What happened is this: Inequality was pretty much the same between the emergence of capitalism (in the 17th century) and first half of the 20th century. What caused the change was this series of human-made catastrophes: the First World War, the Crash of 1929 (and the resulting Great Depression), and the Second World War. Those events were destructive enough to break the iron grip the rich had on wealth. And once loosened, a good part of this wealth was transferred to a large number of white Americans and Europeans (blacks never got their check, as MLK pointed out on the March on Washington for Jobs and Freedom). This redistribution formed the middle class and also the idea that capitalism was progressive, moving from primitive to civilized accumulation, from class conflict to class harmony. Kuznet's curve appeared at this time, which is also known as the Golden Age of Capitalism.
But then the 1970s happened. During this decade, there were several economic shocks, most related to profitability, that brought to an end the gains made by post-war social democracy in Europe and US. By the 1980s, levels of inequality began their return to pre-1914 levels. This movement (this restoration), called neoliberalism in the academic world, was not initiated by Ronald Reagan but actually Jimmy Carter, who was to the UK's James Callaghan what Margaret Thatcher would be to our Reagan. Carter was the US's first neoliberal president. And this is why there is a direct line from him to Obama.
It is now largely forgotten that it was Carter, not Reagan, who began deregulating the market. Indeed, during the 1976 democratic primary, there was an ABC movement–Anybody But Carter. Democrats who remained committed to the party’s egalitarian ideology rightly feared that Carter was too right wing and would effectively strip the party of its historical commitment to the continuation and expansion of the legacy of FDR and LBJ. However, they ran too many candidates against Carter, splitting the left vote and allowing Carter to win the nomination.
Hillary Clinton is in this line.
Piketty's point, and the point of this post: Kuznet's curve did not expose a law but an anomaly. There was no progress in the historical record. There was only a series of social and military disruptions that were powerful enough to shake the political and economic order of capitalism. This is Piketty's dark and depressing message. War and economic devastation, and not democracy itself, led to mid-century social democracy.

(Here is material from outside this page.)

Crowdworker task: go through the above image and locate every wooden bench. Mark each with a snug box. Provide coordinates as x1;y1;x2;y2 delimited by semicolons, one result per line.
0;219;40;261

Bernie Sanders is running for president on nothing but democracy. Yet, democracy without destruction on a planetary scale has never changed a damn thing. If Sanders were to become president and successfully restore social democracy, which would mean peacefully weakening the iron grip the rich have on wealth, it would be as amazing as watching Jesus walk on water.
Though I'm a committed socialist, I'm also a realist. The return of social democracy will be a consequence of climate change and democracy and not democracy alone. If we supported Obama out of hope, we should support Sanders with pessimism.